Teenage pop fans have long been derided as vacuous victims of marketing. But there is so much more to it than that, explains a Harry Styles aficionado

by Kaitlyn Tiffany

On the morning of 25 August 2014, a 16-year-old girl arrived at the University of Texas Southwestern Medical Center in a baffling condition. She was short of breath but had no chest pain. She had no history of any lung condition and no abnormal sounds in her breathing. But when the emergency room doctor on duty pressed on her neck and chest, he heard noises like Rice Krispies crackling in a bowl of milk. Spaces behind her throat, around her heart and between her lungs and chest wall were studded with pockets of air, an X-ray confirmed, and her lungs were very slightly collapsed.

The doctors were confused until she said that she’d been screaming for hours the night before at the Dallas stop on One Direction’s Where We Are Tour. The exertion, they hypothesised, had forced open a small hole in her respiratory tract. It wasn’t really a big deal – she was given extra oxygen and kept overnight for observation and she required no follow-up treatment. But the incident was described in all its absurd, gory detail in a paper published in the Journal of Emergency Medicine three years later. The lead physician wrote that such a case had “yet to be described in the medical literature”. Doctors were familiar with military pilots, scuba divers and weightlifters straining their respiratory tract, but this case presented the first evidence that “forceful screaming during pop concerts” could have the same physical toll.This was a novelty news item: an easy headline and a culturally salient joke about the overzealousness of teenage girls. It was parody made real and recorded with the deepest of seriousness, for all time, in a medical journal. I know nothing else about the girl who loved One Direction so much that she collapsed her lungs over it. Her doctor wrote to me that he’d asked, at the time, for her permission to tweet at TV host Jimmy Fallon about the incident – he’d argued that maybe she would get to meet One Direction. “But she was too bashful!!!! Classic teenager,” he said, adding a laugh-crying emoji.
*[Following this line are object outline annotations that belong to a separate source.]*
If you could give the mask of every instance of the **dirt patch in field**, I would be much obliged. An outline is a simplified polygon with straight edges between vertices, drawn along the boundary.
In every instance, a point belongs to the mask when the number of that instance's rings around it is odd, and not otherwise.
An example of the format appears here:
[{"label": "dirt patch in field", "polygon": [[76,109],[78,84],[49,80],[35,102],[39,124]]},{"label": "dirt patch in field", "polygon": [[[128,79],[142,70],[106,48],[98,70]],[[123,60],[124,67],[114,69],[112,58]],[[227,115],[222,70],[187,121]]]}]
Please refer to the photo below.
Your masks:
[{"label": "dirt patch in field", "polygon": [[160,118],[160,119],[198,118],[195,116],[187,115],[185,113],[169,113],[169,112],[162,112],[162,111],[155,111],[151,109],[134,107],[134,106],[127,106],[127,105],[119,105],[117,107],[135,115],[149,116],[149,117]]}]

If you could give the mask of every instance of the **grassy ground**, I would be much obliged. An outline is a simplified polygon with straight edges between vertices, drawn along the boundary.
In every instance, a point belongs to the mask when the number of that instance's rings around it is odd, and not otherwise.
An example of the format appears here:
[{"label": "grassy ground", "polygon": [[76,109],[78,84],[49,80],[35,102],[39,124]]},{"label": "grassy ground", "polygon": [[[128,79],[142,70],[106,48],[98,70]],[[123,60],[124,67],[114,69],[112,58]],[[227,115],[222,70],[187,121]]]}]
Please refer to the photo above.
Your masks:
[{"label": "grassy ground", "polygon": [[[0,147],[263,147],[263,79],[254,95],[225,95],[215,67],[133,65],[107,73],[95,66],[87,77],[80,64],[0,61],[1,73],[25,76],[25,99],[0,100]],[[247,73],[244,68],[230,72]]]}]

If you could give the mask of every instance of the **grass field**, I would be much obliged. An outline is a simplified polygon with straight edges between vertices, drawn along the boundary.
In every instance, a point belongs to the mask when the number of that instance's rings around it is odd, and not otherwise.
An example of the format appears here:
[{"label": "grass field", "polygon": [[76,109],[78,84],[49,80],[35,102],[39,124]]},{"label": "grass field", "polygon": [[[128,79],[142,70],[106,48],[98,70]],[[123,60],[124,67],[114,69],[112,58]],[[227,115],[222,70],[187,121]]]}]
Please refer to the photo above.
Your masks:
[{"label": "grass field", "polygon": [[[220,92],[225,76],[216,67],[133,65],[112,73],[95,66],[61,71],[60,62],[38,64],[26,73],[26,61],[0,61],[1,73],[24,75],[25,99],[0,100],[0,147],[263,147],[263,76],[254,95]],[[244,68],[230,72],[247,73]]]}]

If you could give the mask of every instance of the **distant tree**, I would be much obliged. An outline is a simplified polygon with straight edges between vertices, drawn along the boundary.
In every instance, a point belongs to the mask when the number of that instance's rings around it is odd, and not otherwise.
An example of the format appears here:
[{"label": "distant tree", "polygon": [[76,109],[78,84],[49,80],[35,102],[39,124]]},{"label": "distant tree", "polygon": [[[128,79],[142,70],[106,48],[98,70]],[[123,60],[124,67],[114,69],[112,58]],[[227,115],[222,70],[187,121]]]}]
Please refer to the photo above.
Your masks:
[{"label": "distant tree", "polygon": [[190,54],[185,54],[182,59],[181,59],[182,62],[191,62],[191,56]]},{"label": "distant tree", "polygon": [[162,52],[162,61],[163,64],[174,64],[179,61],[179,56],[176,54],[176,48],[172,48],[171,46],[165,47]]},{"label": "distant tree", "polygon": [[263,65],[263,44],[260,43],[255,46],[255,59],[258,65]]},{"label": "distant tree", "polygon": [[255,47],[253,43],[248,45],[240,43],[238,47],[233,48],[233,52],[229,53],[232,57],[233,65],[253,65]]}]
I’ll never know who she is or hear her personal explanation of what made her scream so much. In this specific circumstance, that’s because of medical privacy laws, which are good. But it’s also emblematic of a bigger lack: we have seen so many screaming girls. Every time we see them, we’re like, “They’re screaming”. And that’s it. Yet the screaming fan doesn’t scream for nothing and screaming isn’t all the fan is doing. It never has been.


At “Harryween”, Harry Styles’s “fancy dress party” at Madison Square Garden last year, fewer girls dressed to impress in the “fancy” sense than in the meme sense, signalling fandom knowledge of in-jokes and stories more than a desire to look attractive. My sister dressed as Harry Styles working in a bakery in England in the 00s, while I dressed as the shrine that one fan erected at the site where Styles vomited beside the 101 freeway in Los Angeles in 2014. Of course, part of my costume was confiscated by arena security because if you let one piece of posterboard into the arena you’ll end up letting a chaotic amount of posterboard into the arena – and no one will be able to see the show.

Reports about screaming girl fans – like those from Styles’s current tour, which kicked off last week in Glasgow – have rarely, if ever, noticed these kind of subtleties. When the Beatles visited Dublin for the first time, in 1963, the New York Times reported that “young limbs snapped like twigs in a tremendous free-for-all”. When they arrived in New York City in February 1964 – a little more than a month into the US-radio-chart reign of I Want to Hold Your Hand – there were 4,000 fans (and 100 cops) waiting at the airport and reports of a “wild-eyed mob” in front of the Plaza Hotel.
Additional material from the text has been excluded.